Embed the user query with input_type="query" and run a cosine-distance search.

def retrieve(query: str, k: int = 5) -> list[dict]:
    q_vec = vc.embed([query], model="voyage-3", input_type="query").embeddings[0]
    with conn.cursor(row_factory=psycopg.rows.dict_row) as cur:
        cur.execute(
            """
            SELECT source, content,
                   1 - (embedding <=> %s::vector) AS score
            FROM chunks
            ORDER BY embedding <=> %s::vector
            LIMIT %s
            """,
            (q_vec, q_vec, k),
        )
        return cur.fetchall()

Consider adding a reranker after retrieval to improve precision; see rag-reranking.
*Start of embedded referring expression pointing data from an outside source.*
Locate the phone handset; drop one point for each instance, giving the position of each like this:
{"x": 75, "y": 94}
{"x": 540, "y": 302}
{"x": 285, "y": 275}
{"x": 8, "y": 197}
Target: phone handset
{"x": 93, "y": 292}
5. Ground the answer with citations

Inject retrieved chunks into the system prompt and instruct the model to cite sources.

import anthropic
 
client = anthropic.Anthropic()
 
def answer(query: str) -> str:
    results = retrieve(query)
    context = "\n\n".join(
        f"[{r['source']}]\n{r['content']}" for r in results
    )
    response = client.messages.create(
        model="claude-sonnet-4-5",
        max_tokens=1024,
        system=f"Answer using only the sources below. Cite [source] inline.\n\n{context}",
        messages=[{"role": "user", "content": query}],
    )
    return response.content[0].text

See rag-citations for citation format standards.

Verify it worked

python - <<'EOF'
from pipeline import answer
print(answer("What is the onboarding process?"))
EOF
# Expected: an answer with at least one [handbook.md#N] citation.
 
# Check vector count:
psql $DATABASE_URL -c "SELECT count(*) FROM chunks;"

Common errors

  • Retrieval returns irrelevant chunks. The query input_type is wrong or chunks are too large. Re-embed with the correct type or reduce chunk size.
  • psycopg.errors.UndefinedFunction: operator does not exist. The pgvector extension is not installed in this database. Run CREATE EXTENSION vector; in the target database.
  • Embedding dimension mismatch. The vector(N) column dimension must match the model output. voyage-3 outputs 1024; text-embedding-3-small outputs 1536 by default.
  • Slow queries on large tables. The HNSW index was created before rows were inserted. Drop and recreate it, or use VACUUM ANALYZE.
  • Model hallucinates despite context. The retrieved chunks do not contain the answer. Check recall with retrieve() before blaming the model; improve chunking or increase k.